Illustration einer Raupe Brauner Bär auf einer Blüte

Wir sind nicht die einzigen Lebewesen auf diesem Planeten, doch wir sehen die Dinge immer nur aus unserer Sicht. Wie aber wäre es, wenn wir hören könnten, was unsere 4-, 8- oder 111-beinigen Mitbewohner dieser Erde uns zu sagen haben? Was würden sie wohl über uns Menschen denken, und wie würden sie ihr Zusammenleben mit uns empfinden?

Eine spannende Idee – sähen wir das ganze einmal aus ihrer Sicht und erführen, was sie uns alles zu sagen hätten. Naturzyt hat sich deshalb entschlossen, neue Wege auszuprobieren und sich darüber Gedanken zu machen, was wäre, wenn sie wie wir sprächen und wir sie einfach fragen könnten.

Sie verbringen Ihr Leben meist unentdeckt, verborgen im Dunkel der Nacht.

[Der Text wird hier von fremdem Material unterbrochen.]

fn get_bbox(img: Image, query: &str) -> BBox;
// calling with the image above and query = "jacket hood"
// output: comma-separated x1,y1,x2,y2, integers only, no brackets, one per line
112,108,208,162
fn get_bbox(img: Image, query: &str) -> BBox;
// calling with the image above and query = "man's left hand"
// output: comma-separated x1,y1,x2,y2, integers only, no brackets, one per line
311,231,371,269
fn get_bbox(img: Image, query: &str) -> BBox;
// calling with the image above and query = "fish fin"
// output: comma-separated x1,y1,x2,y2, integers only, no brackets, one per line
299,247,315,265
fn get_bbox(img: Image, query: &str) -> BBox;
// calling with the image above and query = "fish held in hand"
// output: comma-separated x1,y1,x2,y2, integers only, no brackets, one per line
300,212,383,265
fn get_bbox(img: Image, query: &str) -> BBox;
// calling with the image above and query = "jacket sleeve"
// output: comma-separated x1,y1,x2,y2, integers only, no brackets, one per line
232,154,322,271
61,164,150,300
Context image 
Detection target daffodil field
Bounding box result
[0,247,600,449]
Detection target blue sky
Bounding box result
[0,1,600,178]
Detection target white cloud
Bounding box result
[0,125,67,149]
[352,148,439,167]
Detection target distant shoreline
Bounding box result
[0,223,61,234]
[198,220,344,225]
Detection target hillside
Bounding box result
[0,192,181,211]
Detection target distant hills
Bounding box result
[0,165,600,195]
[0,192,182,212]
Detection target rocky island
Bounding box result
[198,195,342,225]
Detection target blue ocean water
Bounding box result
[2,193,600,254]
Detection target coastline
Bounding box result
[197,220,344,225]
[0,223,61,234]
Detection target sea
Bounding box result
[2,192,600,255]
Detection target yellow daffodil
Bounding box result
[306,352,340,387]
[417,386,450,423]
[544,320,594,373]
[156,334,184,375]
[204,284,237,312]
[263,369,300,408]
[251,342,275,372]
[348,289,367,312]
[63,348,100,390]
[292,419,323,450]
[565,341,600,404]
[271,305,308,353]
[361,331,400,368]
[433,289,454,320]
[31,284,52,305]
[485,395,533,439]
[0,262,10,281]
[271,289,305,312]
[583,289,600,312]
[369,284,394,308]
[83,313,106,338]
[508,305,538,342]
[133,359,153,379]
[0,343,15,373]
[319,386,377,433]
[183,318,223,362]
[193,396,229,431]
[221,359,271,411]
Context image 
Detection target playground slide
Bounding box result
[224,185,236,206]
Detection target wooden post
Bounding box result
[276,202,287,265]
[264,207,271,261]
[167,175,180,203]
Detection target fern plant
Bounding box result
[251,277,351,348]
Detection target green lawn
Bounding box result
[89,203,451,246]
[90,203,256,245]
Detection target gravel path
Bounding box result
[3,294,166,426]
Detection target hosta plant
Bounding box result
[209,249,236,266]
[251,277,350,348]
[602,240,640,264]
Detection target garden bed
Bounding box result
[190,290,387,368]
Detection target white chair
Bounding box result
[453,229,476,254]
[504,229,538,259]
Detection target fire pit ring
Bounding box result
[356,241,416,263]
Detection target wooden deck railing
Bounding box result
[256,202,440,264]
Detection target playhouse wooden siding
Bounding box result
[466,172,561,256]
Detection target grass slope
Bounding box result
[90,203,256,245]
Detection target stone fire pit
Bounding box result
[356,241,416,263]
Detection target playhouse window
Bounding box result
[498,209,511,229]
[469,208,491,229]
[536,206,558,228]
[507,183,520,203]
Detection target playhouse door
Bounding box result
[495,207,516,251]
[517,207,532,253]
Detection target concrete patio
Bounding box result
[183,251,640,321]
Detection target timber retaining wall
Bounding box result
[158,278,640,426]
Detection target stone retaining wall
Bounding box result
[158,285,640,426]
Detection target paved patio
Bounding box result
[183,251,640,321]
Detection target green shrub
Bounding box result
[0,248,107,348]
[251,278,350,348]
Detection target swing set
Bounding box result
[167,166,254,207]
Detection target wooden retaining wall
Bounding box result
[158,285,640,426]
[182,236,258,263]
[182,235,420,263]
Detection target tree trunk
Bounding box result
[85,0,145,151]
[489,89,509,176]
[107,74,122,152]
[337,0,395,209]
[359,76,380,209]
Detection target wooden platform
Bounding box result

Nur ihre Kinder in ihren pelzigen Kleidern fallen ab und an guten Beobachtern ins Auge. Lichtquellen ziehen sie des Nachts an und geben uns kleine Chancen, diese wundervollen und tagsüber so gut getarnten Wesen zu beobachten. Sie leisten uns mit ihrer Arbeit einen unschätzbaren Dienst. Die Rede ist von unseren wunder- und geheimnisvollen Nachtfaltern.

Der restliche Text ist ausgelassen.